Jeudi, la direction de Goodyear Dunlop Tires France a annoncé son projet de fermer son site Goodyear d'Amiens-Nord menaçant 1.173 emplois «ainsi que 800 emplois indirects», tient à rappeler Philippe Theveniaud, président de la CFTC Picardie à «20Minutes». En 2007, les accords conclus entre syndicats et direction ont permis le maintien du site voisin d'Amiens-Sud Dunlop où travaille un millier de salariés. En les refusant, Goodyear met aujourd’hui la clé sous la porte.

Pourquoi Dunlop n’est pas en danger aujourd’hui

Un brin d’histoire avec Philippe Theveniaud afin de comprendre cette séparation. Goodyear rachète Dunlop France en 2004 au Japonais Sumitomo avec l’ambition de créer un concurrent crédible à Michelin sur le segment du pneu. Dunlop installé à Amiens depuis 1959 se voit offrir l’opportunité de fusionner son site avec celui de sa désormais filiale sœur Goodyear aussi basée à Amiens avec l’ambition de créer le site le plus moderne d’Europe. A une condition: accepter une organisation du travail différente (en 4x8), autrement appelée «accord de compétitivité» qui permettent de réduire les coûts de fabrication de 20%. 

«Le 4x8 nuit à la vie sociale, mais le chômage serait plus destructeur», rappelle Philippe Theveniaud qui explique que Dunlop a négocié le 4x8 avec une prime et une hausse de salaire avant de l’accepter (non sans protester) en 2007. De son côté, le site de Goodyear rejette l’accord.
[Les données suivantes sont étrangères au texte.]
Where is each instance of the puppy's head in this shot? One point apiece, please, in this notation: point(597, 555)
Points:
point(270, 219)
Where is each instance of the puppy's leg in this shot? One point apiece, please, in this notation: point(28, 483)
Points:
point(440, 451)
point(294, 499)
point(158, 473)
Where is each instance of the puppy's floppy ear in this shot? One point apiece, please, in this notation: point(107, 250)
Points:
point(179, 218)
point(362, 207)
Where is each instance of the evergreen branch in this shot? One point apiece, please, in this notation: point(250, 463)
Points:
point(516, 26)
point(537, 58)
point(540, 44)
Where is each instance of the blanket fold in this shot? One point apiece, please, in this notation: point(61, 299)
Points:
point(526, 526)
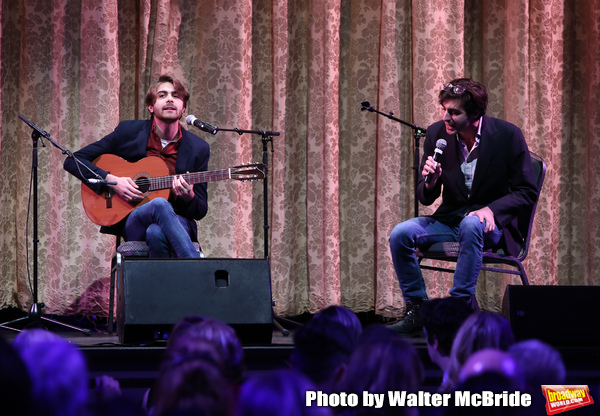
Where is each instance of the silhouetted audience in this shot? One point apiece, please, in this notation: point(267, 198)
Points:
point(278, 393)
point(480, 330)
point(541, 364)
point(442, 318)
point(382, 362)
point(15, 384)
point(201, 371)
point(324, 344)
point(58, 373)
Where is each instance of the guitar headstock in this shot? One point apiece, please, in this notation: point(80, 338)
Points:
point(249, 172)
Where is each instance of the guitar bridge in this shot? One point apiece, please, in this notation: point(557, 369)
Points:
point(108, 197)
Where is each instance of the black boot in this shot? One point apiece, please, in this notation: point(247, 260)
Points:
point(410, 323)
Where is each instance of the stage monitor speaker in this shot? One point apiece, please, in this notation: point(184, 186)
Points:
point(562, 316)
point(155, 294)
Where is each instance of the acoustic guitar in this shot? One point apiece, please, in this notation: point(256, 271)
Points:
point(152, 176)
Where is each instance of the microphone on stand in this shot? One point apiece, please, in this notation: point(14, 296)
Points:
point(102, 181)
point(193, 121)
point(440, 145)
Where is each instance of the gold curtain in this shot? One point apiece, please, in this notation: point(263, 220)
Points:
point(339, 178)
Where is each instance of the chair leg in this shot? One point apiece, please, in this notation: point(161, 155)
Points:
point(114, 275)
point(111, 296)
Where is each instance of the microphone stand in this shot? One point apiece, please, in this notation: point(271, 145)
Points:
point(36, 311)
point(267, 136)
point(417, 134)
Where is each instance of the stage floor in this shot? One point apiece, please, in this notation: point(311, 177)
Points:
point(135, 366)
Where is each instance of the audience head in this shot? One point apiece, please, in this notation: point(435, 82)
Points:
point(275, 393)
point(192, 332)
point(323, 346)
point(479, 331)
point(442, 318)
point(15, 384)
point(192, 384)
point(489, 360)
point(342, 315)
point(382, 361)
point(58, 372)
point(540, 363)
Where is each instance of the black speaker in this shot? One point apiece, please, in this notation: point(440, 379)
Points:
point(562, 316)
point(155, 294)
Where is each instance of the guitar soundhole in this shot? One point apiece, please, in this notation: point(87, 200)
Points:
point(143, 183)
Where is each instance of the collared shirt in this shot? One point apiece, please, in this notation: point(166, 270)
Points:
point(166, 150)
point(469, 158)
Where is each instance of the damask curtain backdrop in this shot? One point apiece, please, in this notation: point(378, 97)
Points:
point(339, 178)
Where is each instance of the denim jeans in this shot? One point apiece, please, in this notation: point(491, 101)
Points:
point(422, 232)
point(166, 233)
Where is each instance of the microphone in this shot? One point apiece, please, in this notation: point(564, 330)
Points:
point(193, 121)
point(365, 105)
point(440, 145)
point(102, 181)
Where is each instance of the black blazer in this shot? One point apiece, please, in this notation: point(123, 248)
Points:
point(504, 178)
point(129, 141)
De là débute le clivage entre les deux sites voisins: Dunlop reçoit la contrepartie du 4x8 promise par la direction -un plan d'investissement qui s’élève aujourd’hui à 50 millions d’euros- et modernise son outil de travail et produit des pneus de tourisme grande taille à valeur ajoutée (détaillée dans le Courrier Picard). Résultat: l'usine d'Amiens-Nord a perdu 61 millions d'euros en 2011, dont 41 pour le pneu de tourisme (le solde sur le pneu agraire) tandis qu’Amiens-Sud est aujourd’hui rentable. «C’est du gâchis», avoue le président de la CFDT.

Pourquoi Amiens-Nord a-t-il refusé les accords de compétitivité?
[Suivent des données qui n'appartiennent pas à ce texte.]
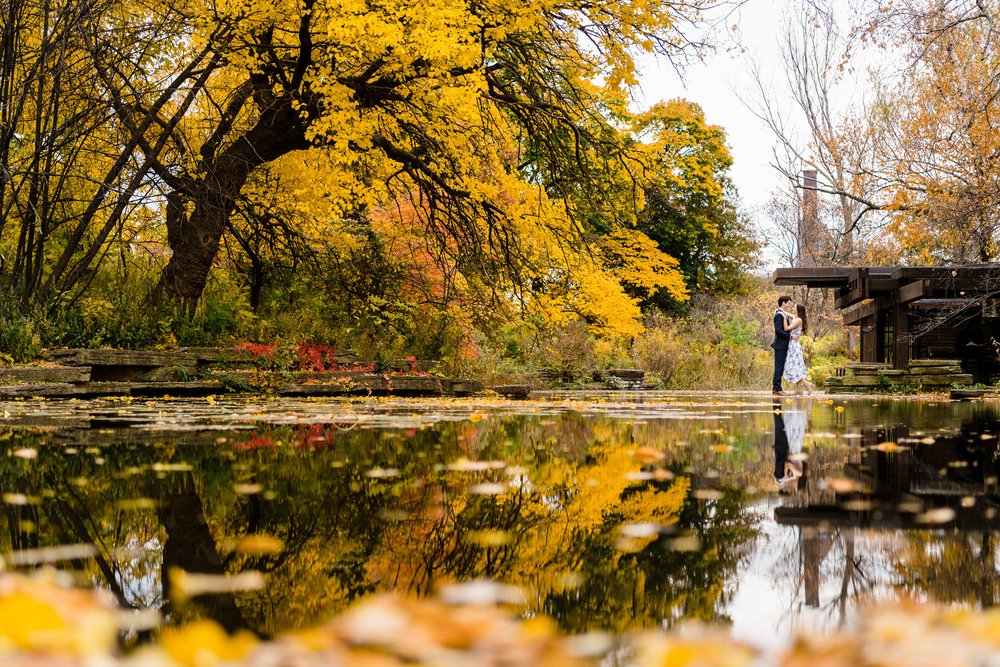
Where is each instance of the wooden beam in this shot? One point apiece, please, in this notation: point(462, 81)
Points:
point(901, 336)
point(855, 315)
point(912, 291)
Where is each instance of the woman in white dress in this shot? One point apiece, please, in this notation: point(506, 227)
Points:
point(795, 363)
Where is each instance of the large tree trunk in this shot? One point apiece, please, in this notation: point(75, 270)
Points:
point(194, 239)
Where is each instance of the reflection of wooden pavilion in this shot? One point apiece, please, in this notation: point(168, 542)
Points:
point(897, 485)
point(899, 488)
point(914, 312)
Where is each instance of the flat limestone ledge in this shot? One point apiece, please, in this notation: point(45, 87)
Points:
point(102, 389)
point(913, 363)
point(969, 394)
point(865, 366)
point(940, 380)
point(403, 385)
point(923, 380)
point(875, 372)
point(39, 374)
point(112, 357)
point(512, 390)
point(936, 370)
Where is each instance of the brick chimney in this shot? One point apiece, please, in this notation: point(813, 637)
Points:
point(810, 239)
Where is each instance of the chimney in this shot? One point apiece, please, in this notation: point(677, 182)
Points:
point(809, 241)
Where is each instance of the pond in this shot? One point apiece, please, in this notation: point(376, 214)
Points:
point(606, 511)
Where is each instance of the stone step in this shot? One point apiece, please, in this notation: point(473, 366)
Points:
point(413, 365)
point(512, 390)
point(934, 362)
point(887, 372)
point(38, 374)
point(935, 370)
point(966, 394)
point(112, 357)
point(940, 380)
point(860, 381)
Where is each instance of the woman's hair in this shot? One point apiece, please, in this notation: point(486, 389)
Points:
point(801, 312)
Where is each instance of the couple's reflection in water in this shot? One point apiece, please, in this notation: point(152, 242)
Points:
point(789, 436)
point(909, 507)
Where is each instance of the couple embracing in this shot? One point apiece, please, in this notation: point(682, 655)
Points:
point(789, 324)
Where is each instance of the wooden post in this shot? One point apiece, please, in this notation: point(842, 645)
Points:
point(901, 336)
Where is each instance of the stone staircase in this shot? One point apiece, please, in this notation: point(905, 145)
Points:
point(201, 371)
point(930, 375)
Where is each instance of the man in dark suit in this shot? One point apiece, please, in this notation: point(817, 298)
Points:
point(781, 340)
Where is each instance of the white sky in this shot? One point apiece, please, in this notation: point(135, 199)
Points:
point(718, 83)
point(715, 84)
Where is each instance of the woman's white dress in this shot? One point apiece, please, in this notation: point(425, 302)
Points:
point(795, 363)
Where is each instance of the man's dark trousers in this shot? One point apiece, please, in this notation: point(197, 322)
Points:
point(780, 345)
point(779, 367)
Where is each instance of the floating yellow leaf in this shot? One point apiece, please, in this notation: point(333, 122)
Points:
point(204, 643)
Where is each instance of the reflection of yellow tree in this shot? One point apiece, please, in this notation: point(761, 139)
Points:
point(955, 568)
point(536, 534)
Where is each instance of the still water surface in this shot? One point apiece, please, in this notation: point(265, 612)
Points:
point(606, 512)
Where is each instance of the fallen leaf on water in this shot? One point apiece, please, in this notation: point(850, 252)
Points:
point(204, 643)
point(648, 455)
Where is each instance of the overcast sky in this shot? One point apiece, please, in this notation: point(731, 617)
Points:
point(718, 83)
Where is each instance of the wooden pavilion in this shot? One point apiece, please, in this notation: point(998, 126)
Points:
point(907, 313)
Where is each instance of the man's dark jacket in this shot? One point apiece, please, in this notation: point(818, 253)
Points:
point(781, 337)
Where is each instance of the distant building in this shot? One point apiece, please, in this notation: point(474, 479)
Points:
point(904, 313)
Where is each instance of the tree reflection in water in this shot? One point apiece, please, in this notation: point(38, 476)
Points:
point(557, 504)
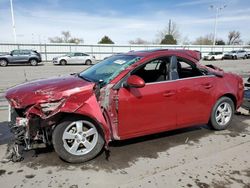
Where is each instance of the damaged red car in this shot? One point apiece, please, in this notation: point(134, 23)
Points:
point(122, 97)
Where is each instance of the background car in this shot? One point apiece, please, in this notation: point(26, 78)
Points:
point(214, 56)
point(21, 56)
point(74, 58)
point(236, 54)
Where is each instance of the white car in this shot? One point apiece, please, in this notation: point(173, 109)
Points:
point(74, 58)
point(214, 56)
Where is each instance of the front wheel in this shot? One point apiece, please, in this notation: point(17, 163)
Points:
point(222, 114)
point(33, 62)
point(77, 141)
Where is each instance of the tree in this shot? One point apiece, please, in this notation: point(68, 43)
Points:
point(66, 38)
point(171, 29)
point(220, 42)
point(234, 38)
point(168, 39)
point(205, 40)
point(138, 41)
point(105, 40)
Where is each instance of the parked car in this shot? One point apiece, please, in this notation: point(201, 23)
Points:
point(214, 56)
point(246, 101)
point(236, 54)
point(21, 56)
point(123, 97)
point(74, 58)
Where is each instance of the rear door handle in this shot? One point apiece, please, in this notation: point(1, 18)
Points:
point(169, 93)
point(207, 85)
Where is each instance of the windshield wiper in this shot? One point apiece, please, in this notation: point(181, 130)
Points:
point(87, 79)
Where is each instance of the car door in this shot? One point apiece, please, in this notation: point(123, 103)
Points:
point(15, 56)
point(194, 94)
point(149, 109)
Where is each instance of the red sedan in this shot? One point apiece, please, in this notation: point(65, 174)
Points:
point(124, 96)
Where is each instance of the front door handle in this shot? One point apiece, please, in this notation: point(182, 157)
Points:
point(207, 85)
point(169, 93)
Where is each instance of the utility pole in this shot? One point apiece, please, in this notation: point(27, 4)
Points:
point(169, 26)
point(13, 21)
point(217, 9)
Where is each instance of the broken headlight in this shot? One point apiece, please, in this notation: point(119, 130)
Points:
point(50, 106)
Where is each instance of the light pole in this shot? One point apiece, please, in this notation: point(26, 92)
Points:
point(217, 9)
point(13, 20)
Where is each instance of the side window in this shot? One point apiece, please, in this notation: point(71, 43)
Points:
point(154, 71)
point(187, 69)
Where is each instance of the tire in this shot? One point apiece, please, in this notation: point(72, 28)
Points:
point(71, 140)
point(33, 62)
point(222, 114)
point(88, 62)
point(63, 62)
point(3, 62)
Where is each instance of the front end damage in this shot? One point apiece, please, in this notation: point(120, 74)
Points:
point(34, 114)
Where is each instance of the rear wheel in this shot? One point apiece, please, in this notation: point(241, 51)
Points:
point(77, 141)
point(222, 113)
point(63, 62)
point(88, 62)
point(3, 62)
point(33, 62)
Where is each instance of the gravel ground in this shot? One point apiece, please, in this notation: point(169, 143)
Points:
point(192, 157)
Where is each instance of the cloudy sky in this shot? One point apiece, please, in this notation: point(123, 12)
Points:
point(121, 20)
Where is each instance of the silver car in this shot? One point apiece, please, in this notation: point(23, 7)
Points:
point(74, 58)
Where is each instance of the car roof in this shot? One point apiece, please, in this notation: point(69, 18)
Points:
point(146, 53)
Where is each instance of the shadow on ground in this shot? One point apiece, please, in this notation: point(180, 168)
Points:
point(123, 154)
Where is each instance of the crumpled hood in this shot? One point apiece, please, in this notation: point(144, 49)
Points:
point(47, 90)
Le secrétaire général de la CFDT Laurent Berger a estimé ce vendredi sur LCI que la CGT porte une responsabilité dans le projet de fermeture du site, faute d'avoir négocié un accord pour sauver l'emploi. «On voit bien que quand il y a des dogmes, et pas de volonté de sauver l'emploi, on va dans le mur», a-t-il dit. En effet, d’après Philippe Theveniaud, «la CGT – majoritaire sur Amiens-Nord, très minoritaire sur Amiens-Sud) a refusé le plan sur une base idéologique du siècle dernier». Le président de la CFDT Picardie ne blâme pas la seule CGT mais également le «management désastreux» de Goodyear depuis des années entraînant la naissance d’un syndicat protestataire.

Car la CGT a refusé les accords en 2006 –est en plan social depuis 2008– mais également le plan de départs volontaires de septembre 2012 proposé par la direction, «avec des enveloppes dépassant les 100.000 euros pour certains», nous confie le président de la CFDT Picardie. Ce plan de départs s’inscrivait dans le cadre d’un rachat par le groupe Titan de l’activité pneu agraire, qui aurait sauvé… 800 emplois.

«Nous serons solidaires mais pas dans la grève car il faut continuer à produire. Au vu de l’industrie française et européenne, il est impossible de dire où nous serons dans deux ans», conclut Philippe Theveniaud, conscient que le vent tourne vite pour tout le monde.

Le 4x8, c’est quoi?

Le cycle tourne sur quatre équipes, selon le rythme suivant: 2 jours du matin, 2 jours d’après-midi, 2 jours de nuit et pour finir 2 jours de repos avant de recommencer. Ce cycle tourne toute l’année, week-end et jours fériés inclus. L’équivalent hebdomadaire de ce cycle est de 42 heures par semaine pour des postes de 8h, 44,6 heures pour des postes de 8h30.